Realisasi penerimaan pajak pun masih jauh dari target. Per akhir Agustus 2019 tercatat penerimaan pajak Rp 801,16 triliun atau 50,78 persen dari target sebesar 1.577,56 triliun hingga akhir tahun. Sementara pada akhir tahun 2018 dan 2017 realisasi target penerimaan pajak bisa mencapai 92,41 persen dan 89,41 persen. Adapun penerimaan pajak di tahun 2014, 2015 dan 2016 masing-masing mencapai 91,56 persen, 81,96 persen dan 81,59 persen.
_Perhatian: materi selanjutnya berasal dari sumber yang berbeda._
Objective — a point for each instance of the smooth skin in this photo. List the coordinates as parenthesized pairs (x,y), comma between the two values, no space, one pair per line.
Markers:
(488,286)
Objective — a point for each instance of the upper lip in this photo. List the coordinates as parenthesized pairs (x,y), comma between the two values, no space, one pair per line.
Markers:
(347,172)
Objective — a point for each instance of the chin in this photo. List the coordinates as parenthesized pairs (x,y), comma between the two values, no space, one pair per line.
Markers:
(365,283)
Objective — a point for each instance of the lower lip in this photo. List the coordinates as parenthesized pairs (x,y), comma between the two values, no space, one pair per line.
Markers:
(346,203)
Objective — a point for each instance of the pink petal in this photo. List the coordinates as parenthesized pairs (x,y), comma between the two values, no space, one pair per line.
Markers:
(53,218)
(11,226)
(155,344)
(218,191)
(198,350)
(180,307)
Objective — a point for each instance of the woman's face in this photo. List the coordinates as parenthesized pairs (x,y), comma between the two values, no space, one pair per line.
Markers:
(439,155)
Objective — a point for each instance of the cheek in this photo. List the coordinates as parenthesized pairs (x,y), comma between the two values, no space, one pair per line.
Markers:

Sementara itu, Direktur Eksekutif Center For Indonesia Taxation Analysis, Yustinus Prastowo, mengatakan ada beberapa cara yang bisa dilakukan otoritas untuk mempersempit risiko shortfall atau penurunan penerimaan pajak. Pertama, mengoptimalkan imbauan atas data perpajakan ke Wajib Pajak.
Kedua, persuasi atau menegosiasikan surat permintaan penjelasan atas data dan keterangan (SP2DK), surat perintah penyidikan (SP2), bukti permulaan dan penyidikan. Tujuannya supaya pajak terutang bisa segera bisa dibayar dengan kompensasi atau reward penghapusan sanksi administrasi."Kalau penyelesaian normal akan memakan waktu. Pendekatan yang baik ke WP akan berdampak positif," kata Prastowo.
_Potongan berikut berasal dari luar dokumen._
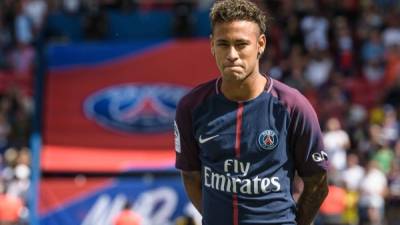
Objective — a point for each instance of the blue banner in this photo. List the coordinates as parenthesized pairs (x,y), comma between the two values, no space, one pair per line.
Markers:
(159,201)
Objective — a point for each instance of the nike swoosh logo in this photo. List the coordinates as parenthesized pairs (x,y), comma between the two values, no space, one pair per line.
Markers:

Cara ketiga, menurut Prastowo, pemerintah sebenarnya bisa mengamankan penerimaan dari potensi konvensional atau belanja APBN dan APBD termasuk pembagian bonus. Otoritas harus bisa mencari titik keseimbangan antara kepentingan penerimaan dengan kelangsungan perekonomian yang memang sedang dalam kondisi kurang baik.
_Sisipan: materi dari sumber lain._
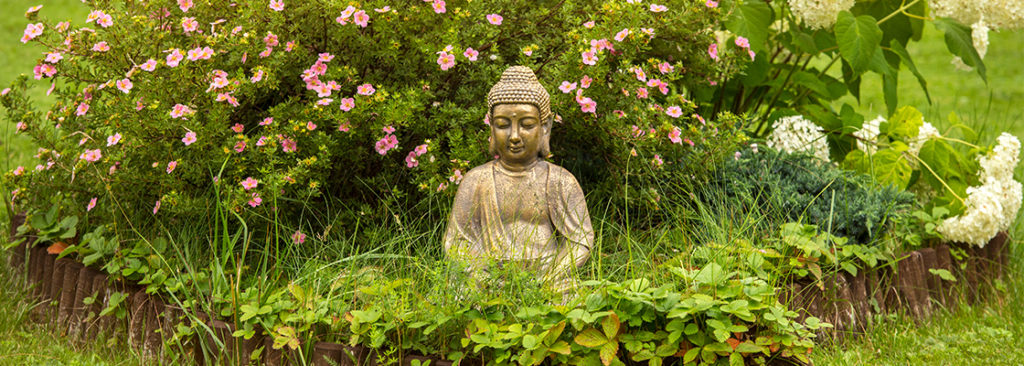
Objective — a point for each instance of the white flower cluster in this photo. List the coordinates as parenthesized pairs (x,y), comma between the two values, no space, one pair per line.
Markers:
(867,135)
(992,206)
(999,14)
(925,132)
(819,13)
(795,133)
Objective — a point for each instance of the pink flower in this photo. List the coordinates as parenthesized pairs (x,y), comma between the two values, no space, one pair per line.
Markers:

Prastowo menilai negoisasi menjadi salah satu cara terbaik, hanya saja tetap dilakukan dengan mekanisme yang berlaku. "Kalau ada potensi Rp 2 triliun, wajin pajak sanggup berapa dalam jangka pendek Rp1 triliun. Sisanya dicicil berapa kali. Tinggal bikin tim yang kredibel, kurangi tindakan-tindakan yang kontraproduktif," katanya.
Adapun pakar pajak dari DDTC Darussalam menilai seorang Dirjen Pajak harus bisa menerjemahkan kebijakan pajak visi presiden Jokowi di periode kedua sebagaimana disampaikan pada tanggal 14 Juli 2019 lalu. Dalam pidatonya, presiden menyampaikan 5 gagasan utama yang akan dicapai yaitu melanjutkan pembangunan infrastruktur, meningkatkan kualitas SDM, mendorong investasi, reformasi birokrasi, serta APBN yang lebih tepat guna.
“Dari poin mengenai investasi serta reformasi birokrasi, kita dibawa pada upaya mendorong daya saing Indonesia. Daya saing ini tentunya membutuhkan kebijakan pajak yang sifatnya relaksasi melalui berbagai insentif dan penurunan tarif,” kata Darussalam.